Therefore, the text messages and defendant‘s nonresponse addressed the only contested issue in the case and were not duplicative of the other evidence of defendant‘s guilt. See id. at 33-34 (concluding that evidence was not harmless in similar circumstances). Moreover, the text messages and defendant‘s nonresponse were not passed over lightly. During the testimony of both defendant and the victim, the state repeatedly emphasized defendant‘s failure to respond to the text messages. While the victim was on the stand, the prosecutor asked a variation of the question “[d]id he respond to that?” five separate times. Even after the prosecutor had moved on to topics unrelated to the text messages, he returned to that evidence. At one point, the victim explained that her family and defendant‘s family often shared holidays together. The prosecutor then asked, “And no response to those text messages?” And while cross examining the defendant, the prosecutor turned immediately to the topic of the text messages, asking defendant to
again confirm his testimony on direct examination that he had received the text messages.
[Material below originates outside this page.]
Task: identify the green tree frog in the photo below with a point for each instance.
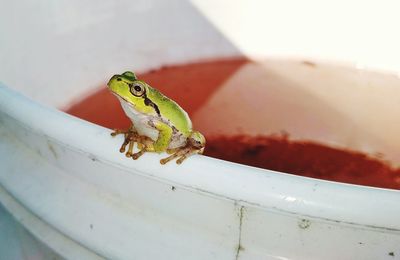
(159, 124)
The state‘s theory of the case, as explained in its opening statement, was that defendant had raped the victim while she was “passed out.” The text messages and the inference that an innocent person would have responded to them added significant support to that theory. We cannot conclude that there was little likelihood that the trial court‘s error in admitting the proffered evidence affected the verdict, and we therefore reverse and remand for further proceedings.
The decision of the Court of Appeals is reversed. The judgment of the circuit court is reversed, and the case is remanded to the circuit court for further proceedings.